Bansko/Bulgarien - Andrea Fischbacher geht erstmals als Favoritin in ein Weltcuprennen. Die 23-jährige Salzburgerin erzielte am Donnerstag auch im zweiten und letzten Training für die Doppelabfahrt (die erste steigt heute Freitag, 11.30 Uhr) in Bansko Bestzeit vor der Schweizerin Fabienne Suter. Das Training war geprägt von mehreren Stürzen, dabei erwischte es neben der Österreicherin Elisabeth Görgl sowie Anja Pärson auch die Weltcup-Leaderin Lindsey Vonn (USA).

Die Organisatoren haben auf der Banderitza-Piste in Bansko einen ab dem Mittelteil stark drehenden Kurs gesetzt, der fast schon an einen Super-G erinnert. Fischbacher hat auch ihren bisher einzigen Weltcupsieg im Super-G von Sestriere gefeiert und kam in beiden Trainings mit der Piste hervorragend zurecht. Womöglich wird Fischbachers Kampf um den Sieg ein weiteres enges Duell mit Suter. Zeitgleich mit der Schweizerin hatte sie vor einem Jahr in Sestriere gewonnen, vergangenen Dezember war Fischbacher ex aequo mit Suter Zweite im Super-G von Lake Louise geworden.

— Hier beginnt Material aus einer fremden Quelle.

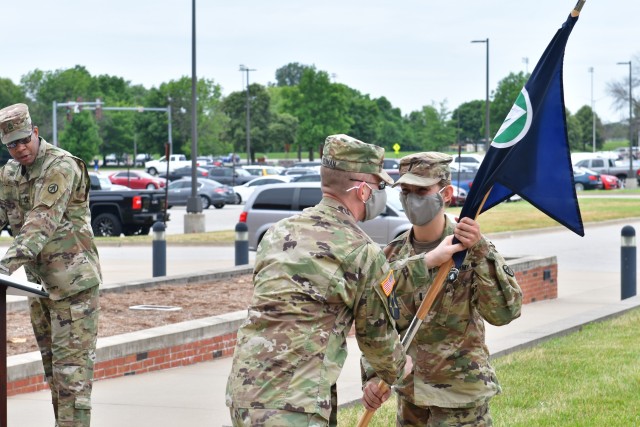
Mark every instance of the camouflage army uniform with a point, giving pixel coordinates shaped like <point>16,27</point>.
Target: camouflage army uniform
<point>451,360</point>
<point>46,205</point>
<point>315,273</point>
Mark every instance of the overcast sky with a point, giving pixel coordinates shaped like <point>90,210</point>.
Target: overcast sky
<point>413,52</point>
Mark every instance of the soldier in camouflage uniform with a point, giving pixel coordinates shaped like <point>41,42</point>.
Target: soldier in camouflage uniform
<point>44,195</point>
<point>452,380</point>
<point>315,273</point>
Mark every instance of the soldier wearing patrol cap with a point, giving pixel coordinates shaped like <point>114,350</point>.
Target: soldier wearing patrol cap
<point>44,198</point>
<point>453,381</point>
<point>316,274</point>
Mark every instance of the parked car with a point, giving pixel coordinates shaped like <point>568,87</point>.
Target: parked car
<point>294,171</point>
<point>141,159</point>
<point>229,176</point>
<point>259,170</point>
<point>119,210</point>
<point>137,180</point>
<point>102,182</point>
<point>585,179</point>
<point>459,196</point>
<point>611,182</point>
<point>184,172</point>
<point>209,191</point>
<point>270,203</point>
<point>245,190</point>
<point>471,161</point>
<point>309,177</point>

Als Favoritin wollte sich die 23-Jährige aus Eben aber nicht bezeichnen. "Was stimmt, ist, dass ich seit längerem wirklich in guter Form bin. Hoffentlich kann ich es auch ins Rennen umsetzen", sagte die Pongauerin, die zuletzt bei der WM in Val d'sere Bronze im Super-G gewonnen hatte. Ein Sieg wäre eine Erlösung für die ÖSV-Damen, die nun schon seit fast zwei Jahren (Renate Götschl am 14.3. 2007 in Lenzerheide) auf einen Abfahrtserfolg warten und in dieser Saison noch keinen Abfahrts-Podestplatz geschafft haben.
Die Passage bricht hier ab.